M. Guy Geoffroy, rapporteur. Ne pourrait-on envisager de spécialiser certains membres du parquet dans ce type d’affaires afin d’instaurer une véritable articulation entre les juges qui ont à connaître des différents aspects d’un même dossier ?

Mme Martine Lebrun. C’est déjà le cas dans la Mayenne, où un même substitut est chargé des affaires concernant les mineurs et de l’exécution des peines. Cela favorise effectivement une meilleure adaptation des réquisitions aux situations individuelles. Il reste que le parquet n’a pas à connaître des affaires familiales.

J’ajoute qu’il faut faire attention à certaines manipulations. J’ai connu un avocat qui conseillait à ses clientes de se mettre à hurler systématiquement le soir à 18 heures en vue de collecter des attestations de la part de ses voisins. Sur le fond, l’idée d’organiser des réunions régulières entre les différents magistrats concernés et de faciliter la transmission des pièces en évitant tout incident de procédure me semble très intéressante.

M. Bernard Lesterlin.
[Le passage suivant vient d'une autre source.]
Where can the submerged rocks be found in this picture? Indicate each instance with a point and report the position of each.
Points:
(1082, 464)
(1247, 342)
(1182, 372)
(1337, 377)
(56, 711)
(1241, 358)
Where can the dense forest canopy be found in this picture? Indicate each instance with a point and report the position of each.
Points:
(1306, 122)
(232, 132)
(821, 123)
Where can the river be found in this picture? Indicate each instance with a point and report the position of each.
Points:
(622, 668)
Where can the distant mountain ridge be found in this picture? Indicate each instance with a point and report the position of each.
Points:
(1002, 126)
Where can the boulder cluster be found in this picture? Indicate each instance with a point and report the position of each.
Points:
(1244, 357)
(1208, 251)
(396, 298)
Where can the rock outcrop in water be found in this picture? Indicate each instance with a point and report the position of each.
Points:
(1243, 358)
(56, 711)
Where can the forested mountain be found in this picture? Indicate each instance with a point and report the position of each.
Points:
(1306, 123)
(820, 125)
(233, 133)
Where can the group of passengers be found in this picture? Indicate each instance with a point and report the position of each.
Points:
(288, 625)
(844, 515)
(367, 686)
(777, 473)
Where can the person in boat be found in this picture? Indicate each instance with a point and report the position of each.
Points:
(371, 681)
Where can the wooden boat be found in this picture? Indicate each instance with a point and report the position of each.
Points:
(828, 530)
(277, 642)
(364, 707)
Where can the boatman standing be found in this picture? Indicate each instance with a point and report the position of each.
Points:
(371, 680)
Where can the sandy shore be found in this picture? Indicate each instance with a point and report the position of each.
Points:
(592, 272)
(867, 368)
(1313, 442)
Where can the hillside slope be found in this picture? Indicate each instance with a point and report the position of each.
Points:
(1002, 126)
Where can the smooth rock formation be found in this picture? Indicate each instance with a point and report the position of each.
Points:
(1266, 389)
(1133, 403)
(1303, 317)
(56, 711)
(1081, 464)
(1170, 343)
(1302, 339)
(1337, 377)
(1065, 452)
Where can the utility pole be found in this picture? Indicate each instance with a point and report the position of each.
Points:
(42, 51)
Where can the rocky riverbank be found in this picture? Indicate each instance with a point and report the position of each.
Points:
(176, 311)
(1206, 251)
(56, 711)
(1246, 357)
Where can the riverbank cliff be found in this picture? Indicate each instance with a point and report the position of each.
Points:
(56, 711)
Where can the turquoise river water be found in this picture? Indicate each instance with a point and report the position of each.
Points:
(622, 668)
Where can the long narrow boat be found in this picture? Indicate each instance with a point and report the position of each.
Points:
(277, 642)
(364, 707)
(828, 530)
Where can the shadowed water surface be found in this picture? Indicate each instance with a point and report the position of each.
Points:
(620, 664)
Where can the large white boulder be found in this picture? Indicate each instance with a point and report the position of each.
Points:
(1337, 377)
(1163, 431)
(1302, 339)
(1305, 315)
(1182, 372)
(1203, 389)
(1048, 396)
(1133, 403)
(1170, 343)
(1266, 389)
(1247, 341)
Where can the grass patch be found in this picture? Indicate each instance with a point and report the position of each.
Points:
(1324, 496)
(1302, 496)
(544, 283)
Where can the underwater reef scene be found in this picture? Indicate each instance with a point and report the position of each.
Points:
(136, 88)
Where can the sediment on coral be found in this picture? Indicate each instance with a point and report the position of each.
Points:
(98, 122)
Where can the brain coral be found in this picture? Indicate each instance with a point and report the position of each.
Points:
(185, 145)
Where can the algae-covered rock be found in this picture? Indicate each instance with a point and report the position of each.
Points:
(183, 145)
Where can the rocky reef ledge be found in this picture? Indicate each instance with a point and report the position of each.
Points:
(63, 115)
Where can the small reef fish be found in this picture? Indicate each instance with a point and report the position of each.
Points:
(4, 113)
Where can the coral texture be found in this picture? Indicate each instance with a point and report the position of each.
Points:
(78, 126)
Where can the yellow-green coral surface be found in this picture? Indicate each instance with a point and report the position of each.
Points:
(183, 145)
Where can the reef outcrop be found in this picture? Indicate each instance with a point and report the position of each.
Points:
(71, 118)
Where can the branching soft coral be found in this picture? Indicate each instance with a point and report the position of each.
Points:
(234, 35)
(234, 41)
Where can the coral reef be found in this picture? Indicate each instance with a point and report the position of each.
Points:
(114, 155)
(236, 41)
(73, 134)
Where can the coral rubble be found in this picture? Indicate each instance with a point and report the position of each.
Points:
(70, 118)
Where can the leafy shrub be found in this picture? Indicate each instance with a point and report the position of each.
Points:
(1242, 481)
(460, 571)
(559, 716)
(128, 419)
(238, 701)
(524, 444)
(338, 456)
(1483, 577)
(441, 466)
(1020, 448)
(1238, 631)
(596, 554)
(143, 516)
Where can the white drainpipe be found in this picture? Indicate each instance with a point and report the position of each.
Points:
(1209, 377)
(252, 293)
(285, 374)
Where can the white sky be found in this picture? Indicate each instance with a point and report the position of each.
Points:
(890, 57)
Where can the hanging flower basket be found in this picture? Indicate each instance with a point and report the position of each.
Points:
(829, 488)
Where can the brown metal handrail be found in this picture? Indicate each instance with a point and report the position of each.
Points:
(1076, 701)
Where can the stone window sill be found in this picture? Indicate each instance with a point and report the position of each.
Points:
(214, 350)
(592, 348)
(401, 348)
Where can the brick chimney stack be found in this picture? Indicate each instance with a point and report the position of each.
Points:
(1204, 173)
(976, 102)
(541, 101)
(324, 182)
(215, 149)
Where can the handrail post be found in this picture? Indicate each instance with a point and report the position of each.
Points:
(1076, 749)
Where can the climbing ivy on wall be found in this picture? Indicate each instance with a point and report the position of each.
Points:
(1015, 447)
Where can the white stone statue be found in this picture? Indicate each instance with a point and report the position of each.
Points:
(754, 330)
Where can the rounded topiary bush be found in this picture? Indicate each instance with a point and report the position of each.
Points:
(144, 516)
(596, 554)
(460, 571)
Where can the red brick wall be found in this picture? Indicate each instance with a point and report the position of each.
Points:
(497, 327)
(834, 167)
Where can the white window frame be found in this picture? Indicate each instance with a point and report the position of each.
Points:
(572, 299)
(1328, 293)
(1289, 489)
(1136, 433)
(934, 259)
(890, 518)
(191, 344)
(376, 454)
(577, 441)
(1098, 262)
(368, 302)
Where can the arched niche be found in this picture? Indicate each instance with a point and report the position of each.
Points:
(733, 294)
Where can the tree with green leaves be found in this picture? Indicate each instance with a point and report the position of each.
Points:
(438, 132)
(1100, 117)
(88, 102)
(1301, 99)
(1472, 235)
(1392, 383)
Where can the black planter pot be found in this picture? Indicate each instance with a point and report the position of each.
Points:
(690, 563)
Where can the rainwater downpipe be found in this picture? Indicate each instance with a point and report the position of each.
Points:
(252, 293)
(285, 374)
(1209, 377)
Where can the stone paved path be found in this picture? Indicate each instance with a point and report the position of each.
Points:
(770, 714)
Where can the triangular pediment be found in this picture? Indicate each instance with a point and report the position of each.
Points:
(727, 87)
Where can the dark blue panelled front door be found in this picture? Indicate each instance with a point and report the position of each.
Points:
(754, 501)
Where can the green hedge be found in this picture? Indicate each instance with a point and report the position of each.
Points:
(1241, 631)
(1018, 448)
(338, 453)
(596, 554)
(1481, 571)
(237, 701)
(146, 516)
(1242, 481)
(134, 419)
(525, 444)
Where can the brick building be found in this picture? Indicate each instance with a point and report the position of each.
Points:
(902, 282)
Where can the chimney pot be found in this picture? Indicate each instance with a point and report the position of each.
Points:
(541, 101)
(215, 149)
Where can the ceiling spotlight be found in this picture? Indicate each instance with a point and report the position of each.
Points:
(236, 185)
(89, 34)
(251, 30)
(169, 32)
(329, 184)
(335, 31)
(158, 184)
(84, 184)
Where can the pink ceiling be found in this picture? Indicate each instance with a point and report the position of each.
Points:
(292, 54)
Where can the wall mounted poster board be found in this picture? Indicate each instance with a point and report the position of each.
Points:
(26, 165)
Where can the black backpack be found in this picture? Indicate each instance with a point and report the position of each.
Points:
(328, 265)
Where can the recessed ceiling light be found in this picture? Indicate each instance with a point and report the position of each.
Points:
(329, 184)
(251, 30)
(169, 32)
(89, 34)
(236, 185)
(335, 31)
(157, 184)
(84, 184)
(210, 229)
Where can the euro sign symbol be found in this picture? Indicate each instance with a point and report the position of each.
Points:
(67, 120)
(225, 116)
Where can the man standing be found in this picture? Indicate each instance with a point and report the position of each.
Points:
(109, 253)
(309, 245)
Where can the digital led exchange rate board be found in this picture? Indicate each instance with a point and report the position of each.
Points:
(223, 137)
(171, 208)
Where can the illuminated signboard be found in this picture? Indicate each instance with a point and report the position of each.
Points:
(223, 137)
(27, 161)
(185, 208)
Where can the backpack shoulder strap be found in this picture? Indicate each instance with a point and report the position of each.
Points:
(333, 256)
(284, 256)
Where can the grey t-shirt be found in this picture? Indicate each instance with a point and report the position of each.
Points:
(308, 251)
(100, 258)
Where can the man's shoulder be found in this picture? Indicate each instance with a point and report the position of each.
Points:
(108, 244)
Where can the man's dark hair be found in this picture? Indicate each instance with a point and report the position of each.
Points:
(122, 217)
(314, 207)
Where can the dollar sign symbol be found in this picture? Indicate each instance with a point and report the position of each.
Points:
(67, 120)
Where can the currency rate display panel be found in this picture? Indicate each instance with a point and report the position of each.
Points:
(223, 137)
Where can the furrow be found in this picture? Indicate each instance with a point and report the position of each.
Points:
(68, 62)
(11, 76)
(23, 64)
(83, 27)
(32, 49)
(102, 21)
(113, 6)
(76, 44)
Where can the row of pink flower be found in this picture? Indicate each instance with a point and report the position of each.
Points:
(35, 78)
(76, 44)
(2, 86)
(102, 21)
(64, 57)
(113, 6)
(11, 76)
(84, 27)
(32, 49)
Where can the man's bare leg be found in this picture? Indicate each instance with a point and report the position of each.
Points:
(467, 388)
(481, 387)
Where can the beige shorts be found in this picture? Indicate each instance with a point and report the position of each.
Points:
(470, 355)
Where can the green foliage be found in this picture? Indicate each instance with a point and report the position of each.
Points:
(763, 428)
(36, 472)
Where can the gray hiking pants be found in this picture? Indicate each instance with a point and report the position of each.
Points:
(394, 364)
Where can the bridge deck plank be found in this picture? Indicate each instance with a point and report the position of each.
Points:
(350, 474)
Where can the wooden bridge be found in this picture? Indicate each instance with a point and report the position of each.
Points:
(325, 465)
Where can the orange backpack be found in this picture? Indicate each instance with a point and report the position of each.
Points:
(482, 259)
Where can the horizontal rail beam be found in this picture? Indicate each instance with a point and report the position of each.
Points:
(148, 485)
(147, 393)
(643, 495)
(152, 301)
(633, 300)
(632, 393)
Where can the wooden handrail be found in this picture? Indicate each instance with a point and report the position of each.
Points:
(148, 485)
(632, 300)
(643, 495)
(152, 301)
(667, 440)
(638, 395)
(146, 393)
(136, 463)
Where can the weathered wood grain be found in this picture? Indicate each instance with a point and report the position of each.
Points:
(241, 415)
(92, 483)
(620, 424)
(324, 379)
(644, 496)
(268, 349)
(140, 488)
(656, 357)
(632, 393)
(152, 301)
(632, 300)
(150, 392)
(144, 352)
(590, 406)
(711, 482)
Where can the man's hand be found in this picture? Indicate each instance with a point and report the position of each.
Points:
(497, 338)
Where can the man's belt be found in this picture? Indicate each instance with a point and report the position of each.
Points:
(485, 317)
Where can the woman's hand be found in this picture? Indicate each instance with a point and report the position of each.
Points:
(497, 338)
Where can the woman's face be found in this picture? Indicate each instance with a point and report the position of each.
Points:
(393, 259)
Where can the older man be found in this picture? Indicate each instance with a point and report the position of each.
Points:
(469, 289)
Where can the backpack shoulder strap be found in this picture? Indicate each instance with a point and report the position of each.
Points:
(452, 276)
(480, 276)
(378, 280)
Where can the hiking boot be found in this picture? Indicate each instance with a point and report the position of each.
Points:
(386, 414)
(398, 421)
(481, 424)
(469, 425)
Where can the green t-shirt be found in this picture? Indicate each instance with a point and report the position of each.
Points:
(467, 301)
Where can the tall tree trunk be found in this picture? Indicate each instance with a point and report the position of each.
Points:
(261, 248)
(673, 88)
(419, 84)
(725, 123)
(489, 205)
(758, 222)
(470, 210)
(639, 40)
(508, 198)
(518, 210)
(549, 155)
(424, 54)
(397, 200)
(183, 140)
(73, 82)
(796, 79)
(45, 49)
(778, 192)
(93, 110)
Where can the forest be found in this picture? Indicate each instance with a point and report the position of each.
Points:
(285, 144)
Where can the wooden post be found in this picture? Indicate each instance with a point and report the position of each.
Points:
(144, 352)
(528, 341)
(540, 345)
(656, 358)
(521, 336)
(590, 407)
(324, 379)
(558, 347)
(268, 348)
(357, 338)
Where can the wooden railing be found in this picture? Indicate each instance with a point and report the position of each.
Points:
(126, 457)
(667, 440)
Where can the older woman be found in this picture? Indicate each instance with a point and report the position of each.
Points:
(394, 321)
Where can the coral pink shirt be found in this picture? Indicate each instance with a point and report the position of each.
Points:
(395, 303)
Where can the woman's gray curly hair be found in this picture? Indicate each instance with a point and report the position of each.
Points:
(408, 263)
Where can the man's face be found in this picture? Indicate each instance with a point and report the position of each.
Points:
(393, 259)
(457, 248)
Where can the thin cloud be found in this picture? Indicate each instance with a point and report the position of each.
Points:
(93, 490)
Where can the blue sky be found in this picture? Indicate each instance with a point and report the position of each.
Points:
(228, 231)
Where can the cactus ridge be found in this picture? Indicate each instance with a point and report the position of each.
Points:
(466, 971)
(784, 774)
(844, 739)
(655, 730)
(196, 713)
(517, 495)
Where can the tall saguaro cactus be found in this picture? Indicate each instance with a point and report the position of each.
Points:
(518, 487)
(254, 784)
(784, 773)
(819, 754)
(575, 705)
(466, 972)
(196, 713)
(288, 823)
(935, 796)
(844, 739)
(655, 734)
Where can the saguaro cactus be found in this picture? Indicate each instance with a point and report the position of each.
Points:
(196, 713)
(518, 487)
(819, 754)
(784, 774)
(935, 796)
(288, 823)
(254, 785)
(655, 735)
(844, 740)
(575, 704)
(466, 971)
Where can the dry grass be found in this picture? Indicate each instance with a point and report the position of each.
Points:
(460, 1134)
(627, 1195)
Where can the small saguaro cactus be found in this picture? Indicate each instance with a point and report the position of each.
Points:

Vous seriez donc favorable à une institutionnalisation de cette pratique et à un élargissement des compétences de certains membres du parquet à l’ensemble des questions familiales, y compris en dehors du seul domaine pénal ?

Mme Martine Lebrun. J’y suis plutôt favorable a priori, mais il faudrait que je consulte mes collègues. Il est certain que plus la loi favorisera la circulation de l’information, mieux ce sera ; en revanche, une simple incitation pourrait suffire. Il faut également être conscient que la loi ne peut pas prévoir les cas particuliers, car elle a, par définition, une portée générale. C’est pour cette raison qu’elle doit rester suffisamment flexible.

M. Henri Jibrayel, président. Il me reste à vous remercier pour votre contribution à notre réflexion.